1.       Seawater is pumped onto the boat and is boiled using heat from the engine.

2.       Seawater is evaporated and leaves behind brine, which gets pumped off of the ship.

3.       Water vapor moves through cooling lines and condenses into another tank producing fresh water.

4.       This water is then run through a chemical bromide solution to filter out any leftover unwanted particles.

5.       The finely filtered water is stored in potable water holding tanks.

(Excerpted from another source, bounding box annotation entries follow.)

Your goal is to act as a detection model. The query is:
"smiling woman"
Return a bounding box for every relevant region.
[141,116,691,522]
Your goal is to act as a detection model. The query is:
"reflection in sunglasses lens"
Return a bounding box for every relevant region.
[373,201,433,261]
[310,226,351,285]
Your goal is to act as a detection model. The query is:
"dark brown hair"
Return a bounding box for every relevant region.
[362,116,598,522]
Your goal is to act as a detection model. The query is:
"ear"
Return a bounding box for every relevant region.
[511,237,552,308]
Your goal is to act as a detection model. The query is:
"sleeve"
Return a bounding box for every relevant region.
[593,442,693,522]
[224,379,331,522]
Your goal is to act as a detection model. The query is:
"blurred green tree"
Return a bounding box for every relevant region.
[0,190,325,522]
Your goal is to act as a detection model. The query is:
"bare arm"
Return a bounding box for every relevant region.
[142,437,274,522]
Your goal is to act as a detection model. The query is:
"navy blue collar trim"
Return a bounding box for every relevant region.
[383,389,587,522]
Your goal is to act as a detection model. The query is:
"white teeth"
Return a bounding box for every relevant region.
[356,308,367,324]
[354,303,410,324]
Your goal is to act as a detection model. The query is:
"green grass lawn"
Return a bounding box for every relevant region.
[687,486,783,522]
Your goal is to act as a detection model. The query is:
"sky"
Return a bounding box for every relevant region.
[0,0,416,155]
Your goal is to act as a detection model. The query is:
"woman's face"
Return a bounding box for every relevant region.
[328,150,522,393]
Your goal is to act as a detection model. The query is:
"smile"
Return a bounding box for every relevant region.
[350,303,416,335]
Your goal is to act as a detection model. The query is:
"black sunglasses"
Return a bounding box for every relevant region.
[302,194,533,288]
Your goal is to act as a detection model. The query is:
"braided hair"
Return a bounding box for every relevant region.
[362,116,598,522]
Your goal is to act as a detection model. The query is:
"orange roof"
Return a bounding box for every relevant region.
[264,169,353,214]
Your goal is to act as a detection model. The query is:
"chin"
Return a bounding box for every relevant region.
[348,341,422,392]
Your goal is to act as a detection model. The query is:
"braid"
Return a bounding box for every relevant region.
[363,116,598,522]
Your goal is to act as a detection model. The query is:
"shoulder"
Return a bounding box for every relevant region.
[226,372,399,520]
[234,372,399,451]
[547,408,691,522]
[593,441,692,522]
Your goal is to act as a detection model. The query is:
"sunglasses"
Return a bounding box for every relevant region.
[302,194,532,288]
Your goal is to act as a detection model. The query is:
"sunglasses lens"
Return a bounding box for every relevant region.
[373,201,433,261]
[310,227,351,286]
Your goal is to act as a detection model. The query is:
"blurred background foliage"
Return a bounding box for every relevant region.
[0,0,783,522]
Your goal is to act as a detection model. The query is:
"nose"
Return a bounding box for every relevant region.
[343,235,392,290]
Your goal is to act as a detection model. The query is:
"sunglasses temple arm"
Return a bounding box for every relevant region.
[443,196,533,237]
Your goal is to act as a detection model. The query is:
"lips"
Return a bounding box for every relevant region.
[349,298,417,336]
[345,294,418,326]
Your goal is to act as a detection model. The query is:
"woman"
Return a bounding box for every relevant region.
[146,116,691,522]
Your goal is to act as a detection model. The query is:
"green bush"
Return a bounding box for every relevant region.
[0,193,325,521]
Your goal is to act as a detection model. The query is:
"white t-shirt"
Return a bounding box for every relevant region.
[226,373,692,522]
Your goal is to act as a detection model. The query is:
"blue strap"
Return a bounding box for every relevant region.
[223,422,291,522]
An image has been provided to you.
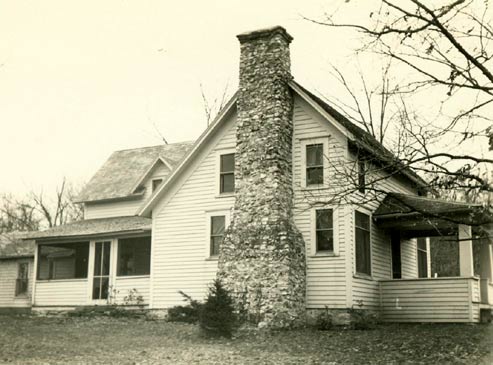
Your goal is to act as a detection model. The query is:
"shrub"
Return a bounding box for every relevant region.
[348,301,377,330]
[315,306,334,331]
[200,279,236,337]
[166,290,203,323]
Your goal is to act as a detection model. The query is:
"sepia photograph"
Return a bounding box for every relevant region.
[0,0,493,365]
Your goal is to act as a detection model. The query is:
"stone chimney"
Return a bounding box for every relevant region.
[218,26,306,328]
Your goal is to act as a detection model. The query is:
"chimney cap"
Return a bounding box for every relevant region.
[236,25,293,43]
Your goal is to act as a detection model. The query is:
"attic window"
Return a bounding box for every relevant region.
[152,179,163,192]
[219,153,235,194]
[306,143,324,186]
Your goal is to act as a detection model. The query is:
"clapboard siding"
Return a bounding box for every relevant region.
[293,97,348,308]
[84,198,144,219]
[114,276,150,305]
[34,279,88,307]
[151,112,236,308]
[380,278,479,322]
[0,259,33,308]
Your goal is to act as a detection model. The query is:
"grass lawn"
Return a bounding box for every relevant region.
[0,316,493,364]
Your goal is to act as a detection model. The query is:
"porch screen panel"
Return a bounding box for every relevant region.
[37,242,89,280]
[117,237,151,276]
[355,212,371,275]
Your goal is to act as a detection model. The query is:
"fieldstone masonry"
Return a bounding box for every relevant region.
[218,27,306,328]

6.       The last step before consumption is for the water to pass through a UV system that kills any remaining bacteria or harmful chemicals in the water.

evaporator
One of two evaporators on board.
down the hatch
Down the ladder we go to the lower engine room

We then got to explore the lower parts of the engine room where I got to see the large rotating shaft which connects directly to the propeller and moves the ship. I have learned from my years of working on boats to be extremely careful in this area near the rotating shaft. You must make sure you do not have any loose clothing, etc. that could get caught or hung up in it.

Rotating shaft
Rotating shaft that connects to propeller.
Rotating shaft
Another view of the rotating shaft


Personal Log

I was unsure of what life would be like for two weeks on a scientific research vessel. We are now steaming towards station number 72 on day twelve at sea. We have done 65 bongo tows and 65 trawls. So yes, there is a lot of repetition day in and day out. However, each day brings its own set of challenges and/or excitement. Weather (wind direction, wave direction, current, etc.) makes each station uniquely challenging for the NOAA Corps Officers on the bridge and the deck crew below. I stand back in awe watching it all come together on our 209 foot ship. I get excited to see what new creature might appear in our latest trawl haul besides the hundreds of kilograms of jellyfish, haha. 


Did You Know?

One of the coolest things I learned on my engine tour is that when large equipment parts need to be replaced (like an engine or generator), engineers actually cut a giant hole in the side of the ship to get the old equipment out and the new parts in rather than take it apart and lug it up through the decks piece by piece. 

 
Animals Seen Today

The overnight science shift found a juvenile Wolf Eel in one of their trawl samples. It is not actually a wolf or an eel. It is in fact, a fish with the face of a ‘wolf’ and the body of an eel. Its appearance has been described as having the eyes of a snake, jaws of a wolf, and the grace of a goldfish. They can grow up to eight feet in length and weigh upwards of ninety pounds. Juveniles have a burnt orange hue and the adults are brown, grey, or green. Check out this website for more info about the super creepy wolf eel: https://www.alaskasealife.org/aslc_resident_species/44

adult wolf eel
Adult wolf eel. Image credit: Monterey Bay Aquarium.


Something to Think About

In one of our trawls, we processed 850 kilograms of jellyfish…. That’s 1,874 pounds of jellyfish!!!